Lange Zeit war Zeit für mich etwas, dem ich mit aller Mühe zu entgehen versuchte. Zum Beispiel weigerte ich mich die längste Zeit meines Lebens, eine Uhr zu tragen. Ich bin mir nicht ganz sicher, wie es zu dieser Entscheidung gekommen war; ich erinnere mich nur vage daran, einmal gelesen zu haben, dass Yoko Ono niemals eine Uhr trägt, weil ihr die Vorstellung, Zeit am Handgelenk festzuzurren, verhasst ist. Das leuchtete mir ein. Zeit schien mir ein von außen auferlegtes und deshalb repressives Phänomen zu sein – und damit etwas, das ich meiner freien Entscheidung nach von meiner Person fernhalten oder irgendwo zurücklassen konnte.

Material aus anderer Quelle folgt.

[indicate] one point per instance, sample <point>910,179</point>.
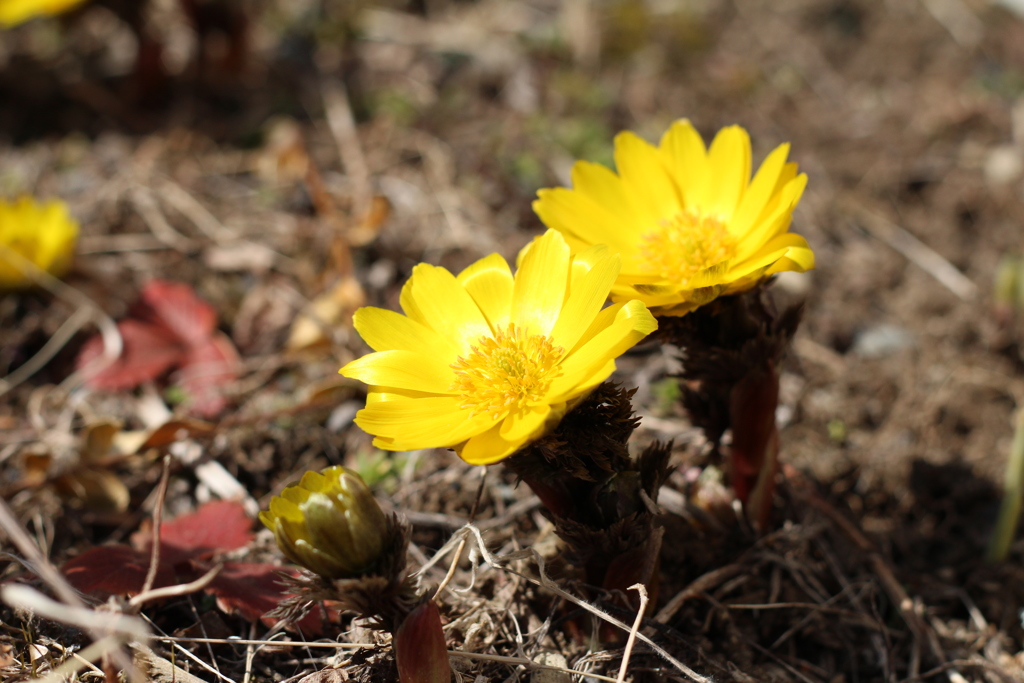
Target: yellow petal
<point>772,252</point>
<point>487,447</point>
<point>602,184</point>
<point>433,297</point>
<point>402,370</point>
<point>421,423</point>
<point>799,258</point>
<point>540,284</point>
<point>632,323</point>
<point>523,425</point>
<point>489,282</point>
<point>759,193</point>
<point>729,159</point>
<point>585,302</point>
<point>578,215</point>
<point>654,197</point>
<point>770,225</point>
<point>386,331</point>
<point>684,155</point>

Zunächst verschaffte mir diese Vorstellung ein tiefes Glücksgefühl und Erleichterung, wie so häufig der Fall, wenn man rebelliert. Aber natürlich bedeutete es auch, dass ich mich, wenn ich auf dem Weg zu einer Verabredung war, nicht etwa außerhalb der Zeit befand, sondern ihr schlicht und einfach hinterherhinkte. Ich kam zu spät. Ich konnte mir die Zeit dermaßen versiert vom Leib halten, dass es lange dauerte, bis ich überhaupt begriff, dass ich es tat. Dieser Erkenntnis folgte schnell die nächste: Ich vermied Zeit, weil ich sie insgeheim fürchtete. Die Vorstellung, Zeit sei etwas rein Äußerliches, schenkte mir ein Gefühl von Kontrolle, so als sei sie etwas, in das ich mich beliebig hineinbegeben und aus dem ich beliebig wieder heraustreten konnte. Sie erweckte das Bild eines Flusses, durch den ich waten und aus dem ich jederzeit wieder ans Ufer treten konnte, oder das eines Laternenpfahls, um den ich einfach herumlaufe. Doch tief im Inneren spürte ich die Wahrheit: Zeit war – ist – in mir, in uns. Sie ist da, vom Moment des Erwachens bis zum Moment des Einschlafens, sie erfüllt die Luft, sie durchdringt Geist und Körper, sie kriecht durch deine Zellen, durch jede Sekunde deines Lebens, und sie wird weiter voranschreiten, noch lange nachdem sie jede deiner Zellen verlassen hat. Ich fühlte mich infiziert. Und doch konnte ich nicht sagen, woher Zeit kam, geschweige denn, wohin sie ging – und weitergeht und weiterhin pausenlos versickert. Wie bei so vielem, das man fürchtet, ohne zu wissen, was es ist, hatte ich keine Ahnung, was Zeit eigentlich ist. Derweil führte mich die Findigkeit, mit der ich ihr zu entgehen versuchte, immer weiter weg von jeder möglichen Antwort.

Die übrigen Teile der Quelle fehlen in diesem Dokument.